Fast Tree-Comparison Tools

Comparing tree topologies is an essential and time-consuming step in phylogenetic analysis. CompareTree.pl and CompareToBootstrap.pl are up to 100 times faster than the standard tools for comparing large trees. For example, to compute the global bootstrap for 100 replicates on a tree of 52,000 sequences, phylip's consense took 118 hours and 9.4 GB of RAM, while CompareToBootstrap.pl took just 80 minutes and 720 MB of RAM. To compare two trees of 52,000 sequences took CompareTree.pl just 21 seconds, while phylip's treedist took 3 minutes to compare two trees of just 5,000 sequences.

The key trick is to hash the splits of a tree (the two lists of nodes on either side of an internal edge) in just O(N) time by setting the hash value for an internal node to the sum of its childrens' hash values. We rely on the tree itself to store the list of descendents, so that the hash requires only O(N) space. Thus, CompareTree.pl and CompareToBootstrap.pl require just O(N) space and have a best-case running time of just O(N). In contrast, most tools require at least O(N2) time and space to compare two trees.

CompareTree.pl compares the splits in one tree to those in another. In particular, it reports the fraction of splits in the 1st tree that are also found in the second tree. This is related to the "symmetric" or Robinson-Foulds distance by fraction = 1 - d/(2*(Nleaves-3)). CompareTree also reports the splits that line up and compares their branch lengths and support values.

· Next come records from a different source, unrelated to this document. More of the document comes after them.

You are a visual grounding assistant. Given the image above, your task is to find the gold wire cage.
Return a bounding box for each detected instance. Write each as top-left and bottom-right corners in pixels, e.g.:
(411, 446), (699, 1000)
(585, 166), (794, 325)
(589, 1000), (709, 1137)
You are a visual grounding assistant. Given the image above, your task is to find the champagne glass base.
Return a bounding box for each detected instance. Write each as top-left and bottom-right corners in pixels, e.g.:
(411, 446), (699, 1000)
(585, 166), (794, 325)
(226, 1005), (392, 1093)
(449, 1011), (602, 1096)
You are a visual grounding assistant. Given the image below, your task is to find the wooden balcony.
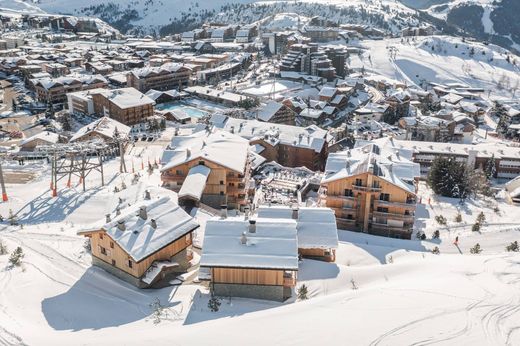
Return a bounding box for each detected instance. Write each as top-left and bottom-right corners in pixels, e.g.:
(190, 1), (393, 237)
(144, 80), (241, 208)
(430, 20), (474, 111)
(283, 276), (296, 287)
(372, 211), (414, 221)
(352, 184), (381, 192)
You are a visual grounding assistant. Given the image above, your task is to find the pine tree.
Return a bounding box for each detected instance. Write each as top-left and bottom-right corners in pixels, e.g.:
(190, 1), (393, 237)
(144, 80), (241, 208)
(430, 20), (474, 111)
(469, 243), (482, 255)
(0, 239), (7, 256)
(477, 211), (486, 224)
(9, 246), (25, 267)
(506, 240), (520, 252)
(427, 157), (470, 199)
(298, 284), (309, 300)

CompareToBootstrap.pl counts how often the splits in a main tree are found in the resampled trees. The bootstrap value for an internal node is the fraction of times that this split (that is, the leaves beneath this node versus all other leaves) is maintained in the resampled trees. CompareToBoostrap.pl outputs a new tree with the same topology and branch lengths as the original tree, but with these new bootstrap values. (Note: this is rather different from what consense does -- consense computes a new majority-consensus topology and returns the number of trees that support each split as the branch length for that internal node.)

Running the tree comparison scripts

The tree-comparison tools are written in Perl and should run on any platform with Perl installed. (We use version 5.32.1.) These tools rely on the MOTree.pm Perl module, which is included in this repository.

Usage:

    CompareToBootstrap.pl -tree main_tree -boot bootstrapped_trees > new_tree
    CompareToBootstrap main_tree bootstrapped_trees > new_tree
    CompareTree.pl -tree tree1 -versus tree2 > comparison_table
  

All input files must be in Newick format.

CompareToBootstrap.pl will compare the main tree to the bootstrapped trees. The bootstrapped tree file should contain multiple trees separated by newlines and ending with a semicolon (";"), as is standard for Newick format. (Each tree may be split across multiple lines.) CompareToBootstrap.pl will print out a tree with the same topology and branch lengths as the main tree and with bootstrap values as the names for the internal nodes. The bootstrap values are fractions, not counts. In other words, they range from 0 to 1, not from 0 to number of bootstraps.

CompareTree.pl will compare two trees that describe the same set of leaves. It reports to standard error a line on how similar the trees are. Frac is the fraction of splits in the first tree that are found in the second tree, MaxLnDf is the maximum difference in branch lengths, and MaxBtDf is the maximum difference in bootstrap values.

CompareTree.pl also prints out a tab-delimited table with one line per internal node in the first tree. You will probably want to save this to a file. Each line reports the branch length to its ancestor, its bootstrap value (if any), the number of descendents, the values for the corresponding split in the second tree (if this split exists in the second tree), and two descendents of the split such that the least common ancestor of these descendents is this node. It also reports the MOTree internal identifiers of the nodes as Node1 (and also Node2 if there is a matching node in the second tree). These are useful if you want to use MOTree::(new => $newickstring) to parse and further analyze these trees.

You can also run CompareTree.pl on files that contain more than one tree. It will compare 1st tree in each file, the 2nd tree in each file, etc.

Both tools handle multifurcating trees, e.g., if comparing (((A,B),C),D,E,F); to ((A,B,C),D,E,F); then the split ABC|DEF matches but the split AB|CDEF does not.

The tree-comparison tools were developed by Morgan N. Price in Adam Arkin's group at Lawrence Berkeley National Lab.